Cualquiera
con dos dedos de frente puede suponer con facilidad que una parte suculenta de
los ingresos de un deportista de élite provienen de la publicidad de las marcas
del equipamiento que llevan puesto. Cuanto mejor sea el individuo, más dinero
podrá sacar de cualquier multinacional de ropa deportiva. Sin embargo, una vez,
el responsable de una sección de una conocida marca creyó ver algo especial en
un chaval de dieciocho años que supo meter una canasta en la liga universitaria
de baloncesto con total frialdad, sin tensión, sabiendo que, sencillamente, era
el mejor. El mejor de todos los tiempos.
A partir de ahí, todo
fue competir entre marcas. La firma que lo intentó todo para ganar la exclusiva
de ese ser de otro mundo rompió reglas y creó unas zapatillas que llevaron un
nombre conocido en todo el orbe. Y es que cualquier leyenda debe tener unos
buenos cimientos que sujeten todo el entramado financiero que se forja
alrededor de un tipo que parecía sostenerse en el aire durante un par de
segundos más que el resto de los mortales, que hacía del baloncesto todo un
arte y que consiguió las más increíbles hazañas con la única ayuda de un balón,
una canasta y una cancha donde pisar con esas zapatillas.
Ben Affleck vuelve a
dar muestras de su talento como director porque, en esta ocasión, ni siquiera
muestra a ese jugador que fue más y mejor que todos, sino al equipo que diseñó
toda la estrategia publicitaria a base de ilusión, de riesgo, de profunda
creencia en un jugador que, en ese momento, prometía todo y que aún tenía que
jugar un partido en la NBA. Por supuesto, entre medias, hay todo un entramado
de intereses y de cuidados porque la propia familia del chaval tomó cartas en
el asunto y el resultado fue que esa marca de zapatillas deportivas aún sigue
vendiendo el modelo que se hizo para que el jugador la llevara. Con ellas, pisó
los escalones de la gloria, llegando más alto, más lejos y más fuerte que
ningún otro. Se llamaba Michael Jordan.
Alrededor de Affleck
hay que reconocer que se forma un equipo interpretativo excepcional, con
especial mención a Matt Damon, un tipo gordo, que lo sabía todo de baloncesto y
que tenía un especial ojo para saber qué es lo que necesitaba la empresa.
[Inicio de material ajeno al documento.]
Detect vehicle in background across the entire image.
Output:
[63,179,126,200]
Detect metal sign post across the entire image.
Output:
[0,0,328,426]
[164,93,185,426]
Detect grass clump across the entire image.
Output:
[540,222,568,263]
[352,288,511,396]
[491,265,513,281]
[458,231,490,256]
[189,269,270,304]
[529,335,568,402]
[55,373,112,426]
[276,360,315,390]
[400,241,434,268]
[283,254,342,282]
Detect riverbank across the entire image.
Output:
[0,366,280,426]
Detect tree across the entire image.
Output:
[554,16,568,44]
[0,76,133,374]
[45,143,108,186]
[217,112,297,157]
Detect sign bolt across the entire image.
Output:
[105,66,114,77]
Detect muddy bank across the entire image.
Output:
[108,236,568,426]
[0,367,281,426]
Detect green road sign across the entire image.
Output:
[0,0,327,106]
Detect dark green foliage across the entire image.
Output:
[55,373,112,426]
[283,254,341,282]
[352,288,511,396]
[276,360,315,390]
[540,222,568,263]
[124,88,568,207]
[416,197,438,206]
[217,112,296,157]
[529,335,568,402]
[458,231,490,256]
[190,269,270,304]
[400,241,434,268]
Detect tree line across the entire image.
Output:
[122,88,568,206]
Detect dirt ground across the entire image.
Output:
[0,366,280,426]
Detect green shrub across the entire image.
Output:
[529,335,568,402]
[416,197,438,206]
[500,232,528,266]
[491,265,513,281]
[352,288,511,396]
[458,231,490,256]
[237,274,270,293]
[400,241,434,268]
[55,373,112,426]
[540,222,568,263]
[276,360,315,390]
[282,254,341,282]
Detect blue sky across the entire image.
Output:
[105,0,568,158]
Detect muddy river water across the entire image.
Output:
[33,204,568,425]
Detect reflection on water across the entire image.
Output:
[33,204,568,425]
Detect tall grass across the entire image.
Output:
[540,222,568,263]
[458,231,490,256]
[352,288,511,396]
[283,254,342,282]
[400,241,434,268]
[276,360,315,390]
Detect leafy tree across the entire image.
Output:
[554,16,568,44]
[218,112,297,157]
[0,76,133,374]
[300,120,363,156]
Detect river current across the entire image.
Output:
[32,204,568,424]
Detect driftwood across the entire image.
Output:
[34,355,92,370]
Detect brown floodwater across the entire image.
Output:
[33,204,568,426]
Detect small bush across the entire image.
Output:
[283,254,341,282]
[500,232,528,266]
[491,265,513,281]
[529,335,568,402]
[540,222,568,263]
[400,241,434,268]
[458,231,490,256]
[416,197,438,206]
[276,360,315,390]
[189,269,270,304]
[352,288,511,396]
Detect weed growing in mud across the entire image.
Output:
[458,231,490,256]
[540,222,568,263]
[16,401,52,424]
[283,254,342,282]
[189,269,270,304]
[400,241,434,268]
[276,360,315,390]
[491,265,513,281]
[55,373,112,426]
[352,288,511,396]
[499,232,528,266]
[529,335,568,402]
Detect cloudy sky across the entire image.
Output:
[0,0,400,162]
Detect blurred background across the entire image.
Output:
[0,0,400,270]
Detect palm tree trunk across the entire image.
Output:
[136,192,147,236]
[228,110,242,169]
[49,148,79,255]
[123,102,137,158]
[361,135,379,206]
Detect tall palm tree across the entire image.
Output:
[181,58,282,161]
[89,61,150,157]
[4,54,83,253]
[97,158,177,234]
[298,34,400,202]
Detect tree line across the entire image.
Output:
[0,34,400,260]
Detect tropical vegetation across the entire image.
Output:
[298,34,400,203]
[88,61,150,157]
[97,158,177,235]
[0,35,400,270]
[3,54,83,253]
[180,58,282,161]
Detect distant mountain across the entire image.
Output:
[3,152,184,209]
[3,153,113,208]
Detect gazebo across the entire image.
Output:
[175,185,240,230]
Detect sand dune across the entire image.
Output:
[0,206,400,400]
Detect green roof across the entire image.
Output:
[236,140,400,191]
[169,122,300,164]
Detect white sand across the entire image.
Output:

También Viola Davis, como esa madre especialmente intensa, pero acertada, que
trata de sacar el máximo partido al nombre de su hijo. O, incluso, el propio
director que, casi en una especie de guiño, trata de sacarse de encima ese aura
de intérprete sometido a un aire adormilado para componer, en esta ocasión, un
empresario con carácter que, de hecho, tiene que acudir al adormilamiento para
dominar sus nervios. El resultado es una película espléndida, que no llega a la
categoría de obra maestra, pero que acaba por ser una historia bien llevada,
bien contada, bien explicada, con una banda sonora extraordinaria, que descubre
varios de los secretos que se esconden detrás del nacimiento de una figura que
jamás será olvidada. No como todos los que le rodean, que terminarán devorados
por el olvido porque, al fin y al cabo, ese tira y afloja, ese esfuerzo, ese
continuo devenir de ideas, lo puede hacer cualquiera. Sólo falta que se haga.
Affleck maneja el ritmo de la trama con maestría, pisando el acelerador cuando es necesario, explicando y soltando nombres míticos como Akeem Olajuwon, Magic Johnson, Larry Bird, Pat Ewing, Julius Irvine, James Worthy, John Stockton o Moses Malone y colocando al único y auténtico as del deporte de la canasta por encima de todos ellos porque, durante toda la película, no podemos dejar de tener la impresión de que Michael Jordan estuvo por encima de todos ellos, con sus altos y sus bajos, con sus luces y sus sombras y con su contrato con la firma, al pie. Al igual que sus zapatillas, que también iban firmadas con su peculiar estilo de mantenerse en el aire, igual que si fuera un imposible gato con alas.